Od końcówki sierpnia trwa likwidacja spółki Terminal Intermodalny Bydgoszcz-Emilianowo, po zakończeniu której dopiero projekt budowy terminalu ma wrócić do realizacji. Pod koniec marca przybliżyliśmy raport NIK, z którego wynika, że już w 2023 roku były plany, aby ciężar realizacji inwestycji z KOWR przejęła spółka CPK, ale po wyborach parlamentarnych dobiegły one końca. O sprawę pytamy byłego ministra odpowiedzialnego za projekt CPK Marcina Horałę.
– Mieliśmy bardzo zaawansowane rozmowy dotyczące zainwestowania CPK w Emilianowo – odpowiedział na nasze pytanie, przed dworcem Bydgoszcz Główna, obecnie poseł. Marcin Horała – Mieliśmy zabezpieczone na to środki – zaznaczał. Horała tłumaczył, że w ramach komponentu cargo lotniska CPK w Baranowie miała powstać sieć terminali intermodalnych – Terminal w Emilianowie był tutaj projektem flagowym.

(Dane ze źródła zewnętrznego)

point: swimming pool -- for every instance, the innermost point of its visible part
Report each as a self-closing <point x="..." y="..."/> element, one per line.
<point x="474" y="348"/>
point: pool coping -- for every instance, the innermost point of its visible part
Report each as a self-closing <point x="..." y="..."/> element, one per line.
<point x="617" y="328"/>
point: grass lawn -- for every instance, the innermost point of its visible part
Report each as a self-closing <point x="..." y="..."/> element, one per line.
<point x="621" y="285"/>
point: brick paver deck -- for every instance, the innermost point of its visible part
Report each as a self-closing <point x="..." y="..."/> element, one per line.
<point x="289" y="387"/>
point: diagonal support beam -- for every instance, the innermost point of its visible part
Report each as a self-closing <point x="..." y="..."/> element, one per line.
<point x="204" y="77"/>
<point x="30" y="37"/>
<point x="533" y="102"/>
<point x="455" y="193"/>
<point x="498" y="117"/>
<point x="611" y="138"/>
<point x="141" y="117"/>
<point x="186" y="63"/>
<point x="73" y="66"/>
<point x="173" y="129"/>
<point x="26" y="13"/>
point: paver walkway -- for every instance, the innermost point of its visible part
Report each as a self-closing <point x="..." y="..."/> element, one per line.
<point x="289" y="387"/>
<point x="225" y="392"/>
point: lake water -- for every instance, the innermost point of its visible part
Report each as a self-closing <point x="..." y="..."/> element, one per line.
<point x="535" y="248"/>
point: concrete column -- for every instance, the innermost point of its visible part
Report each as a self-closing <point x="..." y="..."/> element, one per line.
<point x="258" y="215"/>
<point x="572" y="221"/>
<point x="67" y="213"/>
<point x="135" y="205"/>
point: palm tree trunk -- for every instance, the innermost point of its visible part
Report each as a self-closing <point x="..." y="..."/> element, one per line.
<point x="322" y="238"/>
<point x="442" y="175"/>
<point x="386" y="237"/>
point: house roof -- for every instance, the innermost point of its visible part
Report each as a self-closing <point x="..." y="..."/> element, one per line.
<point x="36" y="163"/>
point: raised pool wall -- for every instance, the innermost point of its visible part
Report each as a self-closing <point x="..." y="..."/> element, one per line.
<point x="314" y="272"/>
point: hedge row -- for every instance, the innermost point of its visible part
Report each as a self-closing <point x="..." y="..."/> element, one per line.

Polska sieć terminali miała też budować przeciwwagę na rzecz polskich portów morskich, wobec terminali opartych na skomunikowaniu z portem w Hamburgu.
Zdaniem posła Łukasza Schreibera dzisiaj wygląda to tak, jakby rządzący zrezygnowali z budowy Emilianowa.
Horała uważa, że zmiany w CPK są niekorzystne dla Bydgoszczy
Główny temat konferencji z udziałem posłów Marcina Horały i Łukasza Schreibera to zmiany w koncepcji szybkiej kolei w ramach CPK, jakie wprowadza nowy rząd – Inwestycja w tym kształcie to zero korzyści dla kujawsko-pomorskiego – podkreślał poseł Horała wskazując, że szansą na odmianę przyszłości byłby wybór Karola Nawrockiego na prezydenta – W propozycji neoCPK obecnego rządu, w tym ogrysku, inwestycja CPK jest wygaszana – zarzucał.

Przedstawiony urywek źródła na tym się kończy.